Outsourcing is also known as “contracting-out”.

What are the commercial implications?

One motivation for outsourcing is for the company to seek to save some costs.  Also, the responsibility for that particular function no longer rests with the company, but rests with someone else.  It also means that the company will have fewer employees so there is a reduction in headcount and fewer individuals with employment rights against the company.

The employees who work in the function which is to be outsourced will no longer have any work and therefore would be redundant if it weren’t for the Transfer of Undertakings (Protection of Employment) Regulations 2006 (TUPE). 

What are the legal implications?

If the employees working in the outsourced function transfer to the new provider under TUPE, they will not be redundant although there will be a change in their employer.  The rationale behind TUPE is to protect employees’ jobs on a transfer of a business or relevant entity.  There was much legal debate under the old TUPE Regulations (i.e. the 1981 Regulations) about whether or not outsourcing, especially a change in contractor or service provider was a TUPE transfer.  The 2006 TUPE Regulations make it very likely that the vast majority of outsourcing scenarios – whether that means contracting-out, a change in contractor or contracting-in (i.e. the company taking the activity or function back in-house) – will now be caught under TUPE. 

There is therefore a high chance that the employees involved in a particular activity to be outsourced will not be redundant but will transfer with the relevant activity to the new contractor.  Detailed information as to the TUPE Regulations is beyond the scope of this article but, essentially, the new contractor inherits the employees of the company who are ‘in-scope’, namely, those employees who worked on the activity in question.  The new contractor also inherits all the employment rights and liabilities of the in-scope employees and it cannot vary their terms and conditions of employment save in very exceptional circumstances.  This obviously has commercial implications as to the cost to be charged by the contractors for providing that particular service. 

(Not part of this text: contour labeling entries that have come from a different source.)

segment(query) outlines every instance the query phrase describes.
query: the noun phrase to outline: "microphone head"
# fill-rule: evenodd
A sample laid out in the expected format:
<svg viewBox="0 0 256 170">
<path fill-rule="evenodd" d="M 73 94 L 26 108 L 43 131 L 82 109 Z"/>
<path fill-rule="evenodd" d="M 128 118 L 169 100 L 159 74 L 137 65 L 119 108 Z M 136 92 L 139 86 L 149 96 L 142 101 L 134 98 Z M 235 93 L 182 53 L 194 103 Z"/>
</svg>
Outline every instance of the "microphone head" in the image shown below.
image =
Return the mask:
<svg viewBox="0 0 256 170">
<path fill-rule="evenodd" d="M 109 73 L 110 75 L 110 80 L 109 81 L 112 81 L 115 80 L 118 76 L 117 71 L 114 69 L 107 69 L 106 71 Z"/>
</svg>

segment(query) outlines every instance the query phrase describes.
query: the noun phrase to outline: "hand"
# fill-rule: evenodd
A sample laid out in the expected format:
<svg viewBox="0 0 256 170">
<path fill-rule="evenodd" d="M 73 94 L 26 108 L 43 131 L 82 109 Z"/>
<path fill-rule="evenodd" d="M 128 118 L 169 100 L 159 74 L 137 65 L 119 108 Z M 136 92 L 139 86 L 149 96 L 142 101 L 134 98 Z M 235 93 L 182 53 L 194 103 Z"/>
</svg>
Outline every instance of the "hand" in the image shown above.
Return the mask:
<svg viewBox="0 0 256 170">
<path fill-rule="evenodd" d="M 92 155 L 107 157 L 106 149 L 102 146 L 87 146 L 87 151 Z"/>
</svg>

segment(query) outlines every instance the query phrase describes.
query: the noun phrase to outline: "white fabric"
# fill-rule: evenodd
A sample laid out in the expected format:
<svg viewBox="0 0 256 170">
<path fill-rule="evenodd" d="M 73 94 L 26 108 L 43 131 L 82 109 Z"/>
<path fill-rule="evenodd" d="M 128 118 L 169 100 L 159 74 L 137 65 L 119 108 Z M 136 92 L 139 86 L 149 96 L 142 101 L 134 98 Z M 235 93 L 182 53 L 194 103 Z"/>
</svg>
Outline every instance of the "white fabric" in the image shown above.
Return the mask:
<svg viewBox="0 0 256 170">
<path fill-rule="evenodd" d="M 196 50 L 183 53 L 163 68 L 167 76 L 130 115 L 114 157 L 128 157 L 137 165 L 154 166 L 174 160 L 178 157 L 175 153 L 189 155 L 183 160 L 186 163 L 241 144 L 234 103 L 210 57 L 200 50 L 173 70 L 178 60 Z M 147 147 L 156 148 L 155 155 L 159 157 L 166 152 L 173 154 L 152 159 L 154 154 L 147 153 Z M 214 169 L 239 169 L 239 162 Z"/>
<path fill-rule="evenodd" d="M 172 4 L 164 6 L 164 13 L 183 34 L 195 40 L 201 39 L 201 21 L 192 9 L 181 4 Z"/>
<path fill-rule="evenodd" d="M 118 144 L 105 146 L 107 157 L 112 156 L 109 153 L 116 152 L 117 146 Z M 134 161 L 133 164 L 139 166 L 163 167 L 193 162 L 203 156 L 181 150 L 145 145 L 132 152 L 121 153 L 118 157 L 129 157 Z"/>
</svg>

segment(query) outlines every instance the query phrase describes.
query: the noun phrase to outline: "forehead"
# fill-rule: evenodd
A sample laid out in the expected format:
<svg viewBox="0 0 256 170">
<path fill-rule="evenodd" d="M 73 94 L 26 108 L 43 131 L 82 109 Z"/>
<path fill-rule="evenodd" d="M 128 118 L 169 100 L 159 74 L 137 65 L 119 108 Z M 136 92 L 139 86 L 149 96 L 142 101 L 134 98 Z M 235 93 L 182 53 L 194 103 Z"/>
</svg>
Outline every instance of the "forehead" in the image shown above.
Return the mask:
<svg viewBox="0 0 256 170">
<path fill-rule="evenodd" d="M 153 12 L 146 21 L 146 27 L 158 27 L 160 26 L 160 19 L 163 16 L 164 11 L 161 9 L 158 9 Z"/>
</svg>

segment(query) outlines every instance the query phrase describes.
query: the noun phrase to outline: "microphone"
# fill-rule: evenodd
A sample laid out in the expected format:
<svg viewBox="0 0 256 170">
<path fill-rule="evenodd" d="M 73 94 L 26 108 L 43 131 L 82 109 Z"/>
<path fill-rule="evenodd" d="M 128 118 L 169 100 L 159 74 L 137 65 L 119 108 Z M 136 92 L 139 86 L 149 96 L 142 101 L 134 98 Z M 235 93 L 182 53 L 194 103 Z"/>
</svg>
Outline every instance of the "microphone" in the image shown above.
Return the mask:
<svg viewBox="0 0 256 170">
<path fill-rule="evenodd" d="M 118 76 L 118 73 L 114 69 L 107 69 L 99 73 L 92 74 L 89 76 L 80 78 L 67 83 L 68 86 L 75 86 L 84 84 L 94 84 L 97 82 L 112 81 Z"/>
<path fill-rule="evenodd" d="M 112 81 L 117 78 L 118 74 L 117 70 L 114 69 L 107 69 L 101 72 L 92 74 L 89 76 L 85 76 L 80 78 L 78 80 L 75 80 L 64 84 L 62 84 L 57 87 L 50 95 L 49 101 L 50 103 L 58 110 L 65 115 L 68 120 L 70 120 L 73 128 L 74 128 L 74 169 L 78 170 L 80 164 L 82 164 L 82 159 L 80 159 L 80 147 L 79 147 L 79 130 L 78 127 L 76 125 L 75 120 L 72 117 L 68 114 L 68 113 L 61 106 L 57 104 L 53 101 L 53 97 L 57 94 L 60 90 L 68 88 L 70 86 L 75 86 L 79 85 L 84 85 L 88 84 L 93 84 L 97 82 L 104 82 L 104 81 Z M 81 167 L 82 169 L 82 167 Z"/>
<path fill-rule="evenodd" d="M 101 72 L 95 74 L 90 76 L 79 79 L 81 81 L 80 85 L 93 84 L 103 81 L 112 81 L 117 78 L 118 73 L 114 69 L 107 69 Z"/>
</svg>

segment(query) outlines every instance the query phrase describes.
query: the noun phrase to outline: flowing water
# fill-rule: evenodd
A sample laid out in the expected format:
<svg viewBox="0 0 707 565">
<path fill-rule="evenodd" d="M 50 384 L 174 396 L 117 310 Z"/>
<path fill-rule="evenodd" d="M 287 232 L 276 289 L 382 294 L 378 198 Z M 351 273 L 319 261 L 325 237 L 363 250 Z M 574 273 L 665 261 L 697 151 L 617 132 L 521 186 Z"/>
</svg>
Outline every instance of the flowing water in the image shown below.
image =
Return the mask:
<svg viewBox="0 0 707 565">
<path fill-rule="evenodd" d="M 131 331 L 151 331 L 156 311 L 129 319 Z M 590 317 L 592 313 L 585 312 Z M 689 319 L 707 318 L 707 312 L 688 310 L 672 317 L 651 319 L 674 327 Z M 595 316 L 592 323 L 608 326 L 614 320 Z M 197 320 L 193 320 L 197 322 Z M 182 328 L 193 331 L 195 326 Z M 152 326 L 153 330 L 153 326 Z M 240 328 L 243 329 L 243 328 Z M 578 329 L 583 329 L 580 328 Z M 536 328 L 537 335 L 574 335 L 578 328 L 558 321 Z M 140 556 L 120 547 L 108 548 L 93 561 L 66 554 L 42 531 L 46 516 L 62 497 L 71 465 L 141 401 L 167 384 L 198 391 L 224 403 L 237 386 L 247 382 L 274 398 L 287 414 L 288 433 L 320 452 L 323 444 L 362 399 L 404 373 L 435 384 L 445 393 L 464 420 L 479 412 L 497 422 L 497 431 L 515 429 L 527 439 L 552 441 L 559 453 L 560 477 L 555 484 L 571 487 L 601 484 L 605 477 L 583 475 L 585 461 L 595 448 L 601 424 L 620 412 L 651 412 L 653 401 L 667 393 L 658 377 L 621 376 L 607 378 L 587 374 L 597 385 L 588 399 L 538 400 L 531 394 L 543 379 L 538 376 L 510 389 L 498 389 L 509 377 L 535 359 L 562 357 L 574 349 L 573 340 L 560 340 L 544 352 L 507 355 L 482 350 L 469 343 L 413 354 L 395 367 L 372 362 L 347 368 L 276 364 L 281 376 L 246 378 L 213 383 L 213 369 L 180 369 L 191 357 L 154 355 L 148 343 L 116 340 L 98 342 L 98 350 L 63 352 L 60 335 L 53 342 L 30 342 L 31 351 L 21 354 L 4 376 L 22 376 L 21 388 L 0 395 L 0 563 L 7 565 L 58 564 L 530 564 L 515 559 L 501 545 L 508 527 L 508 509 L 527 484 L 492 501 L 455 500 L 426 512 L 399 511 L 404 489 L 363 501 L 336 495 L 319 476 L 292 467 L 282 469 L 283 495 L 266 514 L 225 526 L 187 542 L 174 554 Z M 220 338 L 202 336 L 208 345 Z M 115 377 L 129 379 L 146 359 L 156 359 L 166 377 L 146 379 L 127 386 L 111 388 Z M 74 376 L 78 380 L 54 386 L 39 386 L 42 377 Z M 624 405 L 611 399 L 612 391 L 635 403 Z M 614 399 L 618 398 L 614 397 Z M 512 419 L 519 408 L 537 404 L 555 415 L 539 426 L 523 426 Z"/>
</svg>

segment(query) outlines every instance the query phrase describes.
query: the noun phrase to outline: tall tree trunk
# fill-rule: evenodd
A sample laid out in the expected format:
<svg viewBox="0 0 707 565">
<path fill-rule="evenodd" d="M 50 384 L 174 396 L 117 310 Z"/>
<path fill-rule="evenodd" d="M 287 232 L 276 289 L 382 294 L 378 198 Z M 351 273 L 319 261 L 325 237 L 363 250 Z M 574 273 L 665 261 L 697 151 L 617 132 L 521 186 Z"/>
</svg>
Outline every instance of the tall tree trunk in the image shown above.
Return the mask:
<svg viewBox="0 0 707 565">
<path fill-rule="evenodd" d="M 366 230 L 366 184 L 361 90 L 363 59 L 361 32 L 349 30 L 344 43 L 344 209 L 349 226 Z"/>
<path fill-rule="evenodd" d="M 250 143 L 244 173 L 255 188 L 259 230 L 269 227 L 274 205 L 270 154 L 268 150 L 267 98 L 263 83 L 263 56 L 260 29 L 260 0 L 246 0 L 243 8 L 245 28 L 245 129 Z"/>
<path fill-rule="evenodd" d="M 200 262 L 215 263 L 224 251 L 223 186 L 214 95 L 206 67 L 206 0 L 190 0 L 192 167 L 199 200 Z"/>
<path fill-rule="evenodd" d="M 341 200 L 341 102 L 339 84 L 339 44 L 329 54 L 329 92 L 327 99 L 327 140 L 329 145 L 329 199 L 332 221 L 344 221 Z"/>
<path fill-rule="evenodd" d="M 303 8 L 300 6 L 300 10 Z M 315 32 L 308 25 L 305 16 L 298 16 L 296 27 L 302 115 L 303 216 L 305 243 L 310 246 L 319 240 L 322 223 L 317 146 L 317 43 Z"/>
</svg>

Clearly, where services and functions are outsourced abroad (e.g. India), which has become popular recently, the employees involved are very unlikely to be willing to relocate to India, in which case they will be made redundant by the company.  The new contractor will therefore be free from the constraints of TUPE and will be able to provide the relevant service at a fraction of the amount it has historically cost the company to provide this service itself.